90% of such chawls are illegally constructed. In lack of public utilities, the residents in these chawls face serious sanitary issues.  The water is often filled with roaches, centipedes, earthworms, and even the occasional scorpion which make their way inside houses. Clean water is available for 1-2 hrs/day which is filled in iron drums for everyday for the purposes of washing, cooking, and drinking. Even then it isn’t uncommon to find human and animal excrement mixed in the water, which people have gotten used to drinking anyway.

Something else you notice about these chawls is the struggle of survival. Resources and human life are so precious in these chawls that virtually any other form of life is wiped out – grass, flowers, plants, animals – nothing. The only animals that were left were wary and aggressive towards humans, knowing well the cruelty human beings are capable of inflicting.

I saw that generally, all the doors of the kholis were kept open at all times during the day. This was because the place could get very suffocating if kept closed. People from all walks of life live in the chawls, such as lawyers, accountants, gamblers, drug-peddlers, prostitutes, etc. There were clear marks of which blocks to go near and which not to, which was identified by which kholis the playing children avoided. Much like the hostels, people participated in social gatherings together and there was always someone in the neighborhood who’d let you know so you could come along.

Rampant disease and lack of hygiene are nothing uncommon in these chawls. Drunkards, mental disorders, rodents, violence, skin diseases, are generally accepted as a part and parcel of life.

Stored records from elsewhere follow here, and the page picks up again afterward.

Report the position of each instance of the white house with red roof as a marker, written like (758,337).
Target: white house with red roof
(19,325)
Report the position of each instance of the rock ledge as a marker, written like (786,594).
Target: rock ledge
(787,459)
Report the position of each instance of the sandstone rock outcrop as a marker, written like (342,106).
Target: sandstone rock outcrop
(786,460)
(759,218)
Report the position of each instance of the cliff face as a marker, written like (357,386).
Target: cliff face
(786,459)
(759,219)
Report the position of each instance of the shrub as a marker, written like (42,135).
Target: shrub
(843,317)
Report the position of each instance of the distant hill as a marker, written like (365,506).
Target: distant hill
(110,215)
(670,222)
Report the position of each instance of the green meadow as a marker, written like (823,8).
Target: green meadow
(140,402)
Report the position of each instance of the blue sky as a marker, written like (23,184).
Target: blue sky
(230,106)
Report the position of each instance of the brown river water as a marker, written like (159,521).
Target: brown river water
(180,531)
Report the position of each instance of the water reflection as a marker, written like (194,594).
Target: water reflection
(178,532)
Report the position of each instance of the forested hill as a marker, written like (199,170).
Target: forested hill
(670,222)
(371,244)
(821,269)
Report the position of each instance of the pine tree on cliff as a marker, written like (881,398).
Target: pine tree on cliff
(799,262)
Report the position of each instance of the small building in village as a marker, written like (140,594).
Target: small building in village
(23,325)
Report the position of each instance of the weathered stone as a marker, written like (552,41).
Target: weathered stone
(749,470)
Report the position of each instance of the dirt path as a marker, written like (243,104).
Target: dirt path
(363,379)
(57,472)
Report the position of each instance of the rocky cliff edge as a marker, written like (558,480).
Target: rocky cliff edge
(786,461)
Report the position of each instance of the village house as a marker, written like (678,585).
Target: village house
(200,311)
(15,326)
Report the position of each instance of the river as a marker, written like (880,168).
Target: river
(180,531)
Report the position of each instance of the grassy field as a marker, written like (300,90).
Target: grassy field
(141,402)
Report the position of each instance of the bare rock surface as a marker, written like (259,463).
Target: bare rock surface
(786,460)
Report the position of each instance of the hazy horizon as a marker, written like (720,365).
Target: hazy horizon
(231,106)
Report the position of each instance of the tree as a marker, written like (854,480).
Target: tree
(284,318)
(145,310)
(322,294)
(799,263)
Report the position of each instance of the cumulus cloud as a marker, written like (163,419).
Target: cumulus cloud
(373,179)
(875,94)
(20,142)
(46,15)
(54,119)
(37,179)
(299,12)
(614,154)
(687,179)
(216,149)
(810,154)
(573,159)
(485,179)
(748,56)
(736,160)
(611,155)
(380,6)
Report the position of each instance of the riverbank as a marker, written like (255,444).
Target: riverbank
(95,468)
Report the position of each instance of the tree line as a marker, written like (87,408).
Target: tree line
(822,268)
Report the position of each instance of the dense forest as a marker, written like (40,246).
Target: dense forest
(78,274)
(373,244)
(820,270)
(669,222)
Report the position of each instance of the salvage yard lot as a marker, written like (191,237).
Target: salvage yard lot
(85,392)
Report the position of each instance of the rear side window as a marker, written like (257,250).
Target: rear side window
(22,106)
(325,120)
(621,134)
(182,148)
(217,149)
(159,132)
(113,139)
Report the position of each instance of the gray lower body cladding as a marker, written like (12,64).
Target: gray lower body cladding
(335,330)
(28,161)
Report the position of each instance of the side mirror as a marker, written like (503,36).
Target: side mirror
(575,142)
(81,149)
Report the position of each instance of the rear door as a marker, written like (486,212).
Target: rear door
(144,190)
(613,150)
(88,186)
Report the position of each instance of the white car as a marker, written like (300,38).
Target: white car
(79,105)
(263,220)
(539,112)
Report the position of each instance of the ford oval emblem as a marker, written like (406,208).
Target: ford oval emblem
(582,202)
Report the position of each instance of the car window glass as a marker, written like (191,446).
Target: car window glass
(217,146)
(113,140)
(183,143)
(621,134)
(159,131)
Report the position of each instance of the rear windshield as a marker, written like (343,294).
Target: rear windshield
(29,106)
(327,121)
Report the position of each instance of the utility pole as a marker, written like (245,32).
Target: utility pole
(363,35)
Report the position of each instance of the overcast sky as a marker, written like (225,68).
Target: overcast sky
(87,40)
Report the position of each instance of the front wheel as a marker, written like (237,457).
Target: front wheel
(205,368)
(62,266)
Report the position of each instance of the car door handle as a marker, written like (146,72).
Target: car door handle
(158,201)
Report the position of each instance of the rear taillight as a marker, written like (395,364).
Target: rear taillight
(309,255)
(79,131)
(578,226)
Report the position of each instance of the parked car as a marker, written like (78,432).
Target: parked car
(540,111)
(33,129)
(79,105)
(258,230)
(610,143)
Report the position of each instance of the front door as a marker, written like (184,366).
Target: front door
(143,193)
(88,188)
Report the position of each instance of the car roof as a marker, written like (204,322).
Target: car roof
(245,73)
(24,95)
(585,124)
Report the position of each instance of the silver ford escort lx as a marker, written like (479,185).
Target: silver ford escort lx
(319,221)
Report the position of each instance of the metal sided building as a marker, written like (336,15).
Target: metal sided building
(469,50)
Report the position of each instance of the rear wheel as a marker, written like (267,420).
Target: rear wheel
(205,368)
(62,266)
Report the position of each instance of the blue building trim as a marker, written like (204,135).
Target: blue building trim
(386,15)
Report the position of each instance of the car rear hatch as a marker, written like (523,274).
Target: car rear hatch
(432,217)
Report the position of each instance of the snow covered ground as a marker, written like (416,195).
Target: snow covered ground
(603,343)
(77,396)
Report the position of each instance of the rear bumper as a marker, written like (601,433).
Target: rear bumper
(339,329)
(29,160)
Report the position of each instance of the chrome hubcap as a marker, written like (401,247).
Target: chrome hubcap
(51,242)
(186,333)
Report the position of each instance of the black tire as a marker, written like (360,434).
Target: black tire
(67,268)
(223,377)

Coming back, I did not feel pity. I did not know what I felt. On one hand, I was disgusted with the pathetic living conditions these people faced. On the other, I was inspired by the life these people found in whatever little they had. Today I take clean running water and dry walls as a part of life which I don’t even give a second thought to. To think that these might mean luxury for someone is hard to imagine. These chawls show the heights of both human kindness and cruelty. It’s tough to imagine and between those dazzling lights and fast cars there belongs another world, stricken with poverty and neglect. And whatever I do, they will continue to exist.